We used a TCA9548A multiplexer to read the data for taxels in one link, then use I2C communication to connect the multiplexers of each link in the series. An arduino board is also connected to this I2C bus, so it can read the data of each taxel by specifiying an I2C address and channel.

(3) I2C bus connection

In order to facilitate the multiplexers of different links to access the I2C bus, we designed a PCB board and used molex connectors to connect the boards together.

download PCB design file buy molex connector here

(4) Arduino Reads data and Publishes it to ROS

From arduino side, we read data like this:

tcaselect(0, TCAADDR1); //scl0 sda0

c[0] = gettaxelreading( ONEB );

Here, we first select the I2C address on the TCA9548A which is determined by the voltage level of the A2A1A0 pin, and specify which channel data on the TCA9548A needs to be read (channel 0 in this case). Then, We specify the number of the pin (ONEB in this case) on the FDC1004 chip that we need to read and read the data into the c[] array.

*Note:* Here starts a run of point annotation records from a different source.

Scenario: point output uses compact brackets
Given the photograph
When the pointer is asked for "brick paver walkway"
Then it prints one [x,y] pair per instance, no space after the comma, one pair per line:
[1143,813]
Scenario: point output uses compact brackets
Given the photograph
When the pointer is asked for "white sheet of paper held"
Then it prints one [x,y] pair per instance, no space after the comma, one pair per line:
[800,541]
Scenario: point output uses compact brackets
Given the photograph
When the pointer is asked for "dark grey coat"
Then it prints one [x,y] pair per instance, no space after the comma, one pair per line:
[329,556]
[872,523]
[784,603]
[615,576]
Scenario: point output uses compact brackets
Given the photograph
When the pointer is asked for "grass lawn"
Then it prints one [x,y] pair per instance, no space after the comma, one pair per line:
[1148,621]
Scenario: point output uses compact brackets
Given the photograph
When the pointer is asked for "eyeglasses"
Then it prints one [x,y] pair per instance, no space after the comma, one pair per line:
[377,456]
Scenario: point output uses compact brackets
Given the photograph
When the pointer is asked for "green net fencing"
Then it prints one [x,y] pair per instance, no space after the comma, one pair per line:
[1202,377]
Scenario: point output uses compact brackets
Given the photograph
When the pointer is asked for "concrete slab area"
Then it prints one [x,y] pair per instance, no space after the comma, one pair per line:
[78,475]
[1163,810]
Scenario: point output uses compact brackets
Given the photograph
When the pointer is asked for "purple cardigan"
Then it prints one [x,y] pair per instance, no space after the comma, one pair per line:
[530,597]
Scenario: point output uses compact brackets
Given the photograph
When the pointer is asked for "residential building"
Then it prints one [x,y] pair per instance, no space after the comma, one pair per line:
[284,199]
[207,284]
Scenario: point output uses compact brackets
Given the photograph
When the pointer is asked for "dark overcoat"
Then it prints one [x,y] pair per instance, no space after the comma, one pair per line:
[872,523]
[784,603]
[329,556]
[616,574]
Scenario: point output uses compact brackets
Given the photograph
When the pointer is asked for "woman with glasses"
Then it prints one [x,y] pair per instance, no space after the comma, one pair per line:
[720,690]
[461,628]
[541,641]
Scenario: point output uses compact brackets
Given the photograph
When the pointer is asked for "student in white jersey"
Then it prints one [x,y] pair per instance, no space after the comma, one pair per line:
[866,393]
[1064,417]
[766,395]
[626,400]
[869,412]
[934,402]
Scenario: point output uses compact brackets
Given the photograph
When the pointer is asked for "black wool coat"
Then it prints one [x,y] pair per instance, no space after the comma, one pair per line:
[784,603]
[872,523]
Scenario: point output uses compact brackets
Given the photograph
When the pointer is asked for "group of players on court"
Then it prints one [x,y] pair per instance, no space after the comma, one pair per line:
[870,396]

The complete code can be viewed here

3. Skin Maintenance

Cable Management: sew the cables on the inner part of the skin. Since the energized current will have electromagnetic interference, and these cables will inevitably be very close to the taxel, try to fix these cables on the inner part (close to the passive noise reduction layer of the robot arm), so that they can be possibly reduce the electromagnetic interference they bring to the capacity sensor.
Use Velcro and Zip Ties: never be stingy about using velcro and zip ties. Use zip ties to tie the I2C communication cables of each link together, and use velcro to fix the multiplexer in place.
Dubugging the Circuit: don't try to debug the entire circuit at the same time. This makes finding the error harder. Instead of link by link, check taxel by taxel. For each taxel first view the data printed on the arduino side, and then proceed to the visualization on the ros side.